Search code examples
jsonscalaapache-sparkdataframe

how to convert json string to dataframe on spark


I want to convert string variable below to dataframe on spark.

val jsonStr = "{ "metadata": { "key": 84896, "value": 54 }}"

I know how to create dataframe from json file.

sqlContext.read.json("file.json")

but I don't know how to create dataframe from string variable.

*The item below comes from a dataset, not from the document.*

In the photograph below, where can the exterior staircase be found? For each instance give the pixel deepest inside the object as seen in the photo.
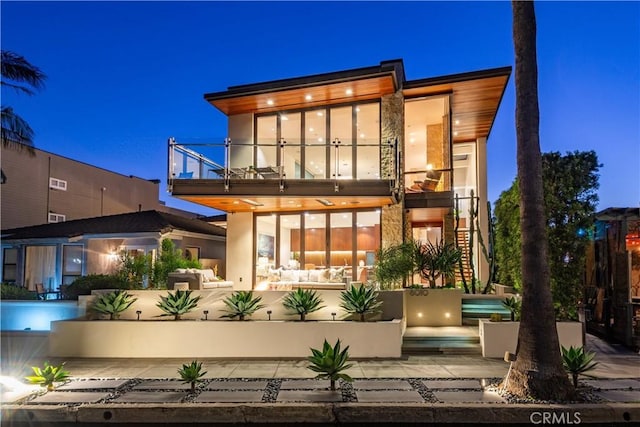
(463, 245)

How can I convert json String variable to dataframe.


Solution

  • For Spark 2.2+:

    import spark.implicits._
    val jsonStr = """{ "metadata": { "key": 84896, "value": 54 }}"""
    val df = spark.read.json(Seq(jsonStr).toDS)
    

    For Spark 2.1.x:

    val events = sc.parallelize("""{"action":"create","timestamp":"2016-01-07T00:01:17Z"}""" :: Nil)    
    val df = sqlContext.read.json(events)
    

    Hint: this is using sqlContext.read.json(jsonRDD: RDD[Stirng]) overload. There is also sqlContext.read.json(path: String) where it reads a Json file directly.

    For older versions:

    val jsonStr = """{ "metadata": { "key": 84896, "value": 54 }}"""
    val rdd = sc.parallelize(Seq(jsonStr))
    val df = sqlContext.read.json(rdd)